Introduction: The Rs. 15 That Feeds a City
If you want to understand Mumbai, do not go to Marine Drive at sunset. Go to any railway station at 8am and watch a thousand office-goers eat vada pav while standing, while running, while somehow managing to also check their phones and argue with someone on the other end of the line.
Vada pav is not just food. It is infrastructure. It is what keeps this city moving.
My first memory of vada pav is from Dadar station — age seven, holding my father’s hand, being handed a vada pav wrapped in old newspaper. The garlic chutney stained the paper orange. The vada was crisp on the outside and pillowy inside. The pav was slightly sweet. Together, they were perfect.
Every Mumbaikar has their vada pav origin story. Here is the recipe that comes closest to that memory.
Ingredients (Makes 8 vada pavs)
For the batata vada (potato filling): — 4 large potatoes, boiled and mashed (about 600g after mashing) — 2 tbsp oil — 1 tsp mustard seeds — 1/2 tsp turmeric — 8–10 curry leaves — 3 green chillies, finely chopped (adjust to heat preference) — 1-inch ginger, grated — 4 garlic cloves, grated — 2 tbsp fresh coriander, chopped — Salt to taste — about 1.5 tsp — Juice of half a lemon
For the batter: — 1 cup besan (chickpea flour) — 1/2 tsp turmeric — 1/2 tsp red chilli powder — Pinch of baking soda — Salt to taste — Water to make a thick batter — roughly 3/4 cup
For dry garlic chutney (the heart of vada pav): — 10–12 dry red chillies (Byadagi variety for less heat with good colour) — 1 full head of garlic (about 15 cloves), peeled — 3 tbsp dried coconut (kopra), grated — 1 tsp cumin seeds — Salt to taste
Green chutney: — 1 cup fresh coriander — 10 mint leaves — 2 green chillies — 1/2 inch ginger — 1 tbsp lemon juice — Salt to taste — 2 tbsp water to blend
Also needed: — 8 pav buns (ladi pav — the Mumbai kind, slightly sweet and soft) — Oil for deep frying
Method
Step 1 — Make the dry garlic chutney first (it keeps for 2 weeks): Dry roast the red chillies until slightly darker — 1 to 2 minutes. Remove. In the same pan, dry roast the coconut until golden. Let everything cool. In a mixer, blend chillies, garlic, roasted coconut, and cumin to a coarse powder. Do not add water. This must stay dry. Add salt. Taste. Store in an airtight jar.

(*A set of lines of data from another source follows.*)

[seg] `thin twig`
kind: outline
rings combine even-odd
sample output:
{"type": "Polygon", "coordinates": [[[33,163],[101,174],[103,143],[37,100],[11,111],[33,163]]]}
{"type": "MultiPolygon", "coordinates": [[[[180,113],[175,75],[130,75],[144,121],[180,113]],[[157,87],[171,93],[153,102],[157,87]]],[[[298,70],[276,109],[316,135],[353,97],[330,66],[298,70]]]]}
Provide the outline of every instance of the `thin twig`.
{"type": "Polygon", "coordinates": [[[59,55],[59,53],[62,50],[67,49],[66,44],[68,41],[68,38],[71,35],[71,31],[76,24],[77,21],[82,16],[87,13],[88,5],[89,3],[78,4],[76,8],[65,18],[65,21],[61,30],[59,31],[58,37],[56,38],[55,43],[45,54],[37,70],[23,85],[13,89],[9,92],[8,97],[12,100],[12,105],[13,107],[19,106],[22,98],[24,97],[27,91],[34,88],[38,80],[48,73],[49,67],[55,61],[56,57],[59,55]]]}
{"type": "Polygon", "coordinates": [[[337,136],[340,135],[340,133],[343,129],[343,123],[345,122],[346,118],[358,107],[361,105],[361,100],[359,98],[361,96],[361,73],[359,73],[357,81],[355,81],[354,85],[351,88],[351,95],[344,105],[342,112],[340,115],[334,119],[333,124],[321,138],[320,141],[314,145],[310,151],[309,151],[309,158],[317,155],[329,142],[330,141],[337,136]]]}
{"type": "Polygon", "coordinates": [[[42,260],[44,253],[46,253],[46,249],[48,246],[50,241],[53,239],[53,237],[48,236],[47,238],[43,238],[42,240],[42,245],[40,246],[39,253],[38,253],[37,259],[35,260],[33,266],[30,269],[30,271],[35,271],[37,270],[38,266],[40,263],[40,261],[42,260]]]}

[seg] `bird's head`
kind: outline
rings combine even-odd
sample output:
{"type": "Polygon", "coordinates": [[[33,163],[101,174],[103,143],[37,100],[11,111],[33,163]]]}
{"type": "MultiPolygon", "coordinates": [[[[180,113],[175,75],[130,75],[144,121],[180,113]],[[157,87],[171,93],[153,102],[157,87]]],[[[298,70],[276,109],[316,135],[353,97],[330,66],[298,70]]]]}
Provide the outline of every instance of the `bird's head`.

Step 2 — Make the potato filling: Heat oil. Add mustard seeds and wait for them to splutter. Add curry leaves — they will crackle loudly, step back slightly. Add ginger, garlic, and green chillies. Cook 1 minute. Add turmeric. Add mashed potato. Mix everything well on low heat. Add lemon juice, coriander, and salt. Mix. Taste. It should be savoury, slightly tangy, with heat. Let it cool completely before shaping.

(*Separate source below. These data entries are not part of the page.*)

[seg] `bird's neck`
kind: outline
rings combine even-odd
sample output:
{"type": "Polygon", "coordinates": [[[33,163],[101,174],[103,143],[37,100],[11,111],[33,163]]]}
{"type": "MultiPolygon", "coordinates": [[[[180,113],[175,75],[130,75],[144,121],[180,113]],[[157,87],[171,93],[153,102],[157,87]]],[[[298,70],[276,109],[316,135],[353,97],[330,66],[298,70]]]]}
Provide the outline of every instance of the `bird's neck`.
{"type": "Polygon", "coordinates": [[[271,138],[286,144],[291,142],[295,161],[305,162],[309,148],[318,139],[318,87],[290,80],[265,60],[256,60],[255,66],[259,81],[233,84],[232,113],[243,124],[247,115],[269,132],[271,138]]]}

Step 3 — Shape the vadas: Divide potato mixture into 8 equal portions. Roll each into a smooth ball — the size of a large lemon. Set aside on a plate.
Step 4 — Make the batter: Mix besan, turmeric, chilli powder, baking soda, and salt. Add water slowly, whisking to avoid lumps. Batter should coat the back of a spoon thickly. If it drips off instantly, it is too thin — add more besan.
Step 5 — Fry: Heat oil in a deep pan to 180°C. Test with a drop of batter — it should rise immediately. Dip each potato ball into the batter, coating evenly. Lower into oil carefully. Fry 3 to 4 at a time. Turn occasionally. Fry until deep golden — 3 to 4 minutes. Remove and drain on paper towel.
Step 6 — Assemble: Slice pav almost through but not completely. Press open. Spread green chutney on one side. Add a generous layer of dry garlic chutney on both sides. Place one hot vada inside. Press gently. Eat immediately.
What Can Go Wrong
Batter falls off during frying: Either the batter is too thin or the oil is not hot enough. Test always before the first batch.
Vada is oily inside: Oil was not hot enough. The batter soaked oil instead of crisping instantly.
Filling is bland: You did not season properly. The potato must taste well-seasoned before frying because the batter adds nothing to the interior flavour.
Dry chutney is too hot: Use Byadagi chillies instead of regular red chillies. They give colour without punishing heat.
Pav is wrong: Supermarket bread rolls are not the same as ladi pav. Find an Iyengar Bakery or equivalent in your city. The sweetness and softness of real pav is non-negotiable.
The Mumbai Way
At the station stalls, the vada pav wala does something most home cooks forget — he butters the pav lightly before pressing it around the vada. That small amount of butter is what makes the difference between a good vada pav and a great one.
Also: eat it standing. Something about eating vada pav while seated at a dining table makes it taste 30% less authentic. Mumbai food is meant to be eaten in motion.